Bank Shareholders vs Bank Clients

Investment

banks are conflicted, according to Jenny Anderson today.

They get large fees from advising private-equity shops, while at the same time

they’re raising their own private-equity funds to compete with them. The consequences

can be unpleasant:

The bank has an obligation to the investors in its fund to get the best deal,

and that can often be different from the obligation they have to shareholders,

which is to make sure that [it] maintains its franchise of offering chief

executives the best possible advice — that is, advice free of motives

from a bank on the prowl for deals.

There was a time when banks were advisers. Then they advised and financed.

Now they advise, finance, invest.

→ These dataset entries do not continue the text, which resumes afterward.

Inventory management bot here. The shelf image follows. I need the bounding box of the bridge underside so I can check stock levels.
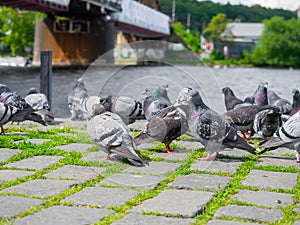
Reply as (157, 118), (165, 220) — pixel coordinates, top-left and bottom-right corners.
(0, 0), (68, 13)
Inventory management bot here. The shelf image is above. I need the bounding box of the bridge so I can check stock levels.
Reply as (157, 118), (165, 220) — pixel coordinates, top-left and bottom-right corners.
(0, 0), (170, 65)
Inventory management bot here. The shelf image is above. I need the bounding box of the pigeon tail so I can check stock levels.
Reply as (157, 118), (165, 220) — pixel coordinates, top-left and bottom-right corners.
(134, 131), (155, 145)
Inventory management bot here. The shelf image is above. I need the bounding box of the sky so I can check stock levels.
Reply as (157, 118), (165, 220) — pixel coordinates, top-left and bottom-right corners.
(212, 0), (300, 11)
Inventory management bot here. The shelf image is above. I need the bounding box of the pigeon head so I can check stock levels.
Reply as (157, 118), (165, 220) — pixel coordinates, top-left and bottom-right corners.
(190, 90), (208, 109)
(88, 104), (106, 120)
(253, 82), (269, 106)
(222, 87), (234, 96)
(27, 87), (38, 95)
(175, 87), (192, 105)
(268, 90), (280, 103)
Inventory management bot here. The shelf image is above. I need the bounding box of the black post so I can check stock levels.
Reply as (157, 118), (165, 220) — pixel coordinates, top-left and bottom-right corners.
(40, 51), (52, 108)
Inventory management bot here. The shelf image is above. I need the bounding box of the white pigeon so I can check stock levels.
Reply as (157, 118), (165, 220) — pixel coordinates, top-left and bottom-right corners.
(260, 111), (300, 163)
(87, 104), (146, 166)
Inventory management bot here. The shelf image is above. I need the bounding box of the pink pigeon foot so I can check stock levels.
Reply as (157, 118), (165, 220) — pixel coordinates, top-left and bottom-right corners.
(165, 146), (176, 154)
(198, 152), (219, 161)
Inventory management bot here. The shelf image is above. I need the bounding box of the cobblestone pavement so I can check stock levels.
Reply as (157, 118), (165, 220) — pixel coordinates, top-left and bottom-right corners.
(0, 120), (300, 225)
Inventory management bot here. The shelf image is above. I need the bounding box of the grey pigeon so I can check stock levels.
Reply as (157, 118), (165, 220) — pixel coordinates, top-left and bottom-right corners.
(253, 82), (269, 106)
(25, 88), (54, 124)
(135, 88), (191, 153)
(180, 91), (255, 160)
(253, 108), (282, 138)
(268, 90), (292, 114)
(0, 102), (18, 134)
(290, 89), (300, 116)
(260, 111), (300, 163)
(143, 86), (171, 121)
(223, 105), (281, 139)
(222, 87), (244, 111)
(0, 84), (46, 126)
(69, 77), (88, 99)
(100, 95), (145, 124)
(87, 104), (146, 166)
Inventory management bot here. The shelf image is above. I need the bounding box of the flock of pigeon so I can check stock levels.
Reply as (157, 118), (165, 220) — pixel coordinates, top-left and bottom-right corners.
(68, 78), (300, 166)
(0, 84), (54, 134)
(0, 78), (300, 166)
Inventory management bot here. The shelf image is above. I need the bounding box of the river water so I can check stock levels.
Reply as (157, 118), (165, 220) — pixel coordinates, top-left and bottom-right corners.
(0, 65), (300, 118)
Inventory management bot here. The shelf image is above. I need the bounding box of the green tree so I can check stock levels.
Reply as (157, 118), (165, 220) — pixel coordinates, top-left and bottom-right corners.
(250, 16), (300, 66)
(203, 13), (231, 41)
(0, 7), (43, 56)
(173, 22), (201, 52)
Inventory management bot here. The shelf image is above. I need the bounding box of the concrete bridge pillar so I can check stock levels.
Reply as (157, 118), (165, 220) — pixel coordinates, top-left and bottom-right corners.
(33, 18), (114, 66)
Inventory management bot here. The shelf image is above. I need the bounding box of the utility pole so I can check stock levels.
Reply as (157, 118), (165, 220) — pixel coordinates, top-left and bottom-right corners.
(172, 0), (176, 23)
(186, 13), (191, 33)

Logic would suggest that if the banks truly

had their clients’ interests at heart, the banks would stick to advising

and financing, hardly low-fee businesses.

Well, it depends on what you mean by "low". The fees that banks charge

are high if you look at them on an absolute level: millions of dollars per deal,

hourly rates in the quadruple figures. On the other hand, if you compare fee

income to all the other income that a bank such as Goldman Sachs brings in,

it’s tiny. No one can make billions of dollars a quarter on fee income alone.

Banks have shareholders, is the problem, and shareholders want earnings growth,

and pure fee-based investment banking is simply not a business where banks can

increase their earnings quarter after quarter. It’s possible for small advisory

boutiques to sit on the financing and investing sidelines – and some very

old and venerable names such as NM Rothschild do just that.

But they tend not to be publicly-listed companies. If you submit to the tyranny

of the shareholder, then your clients will necessarily always come second.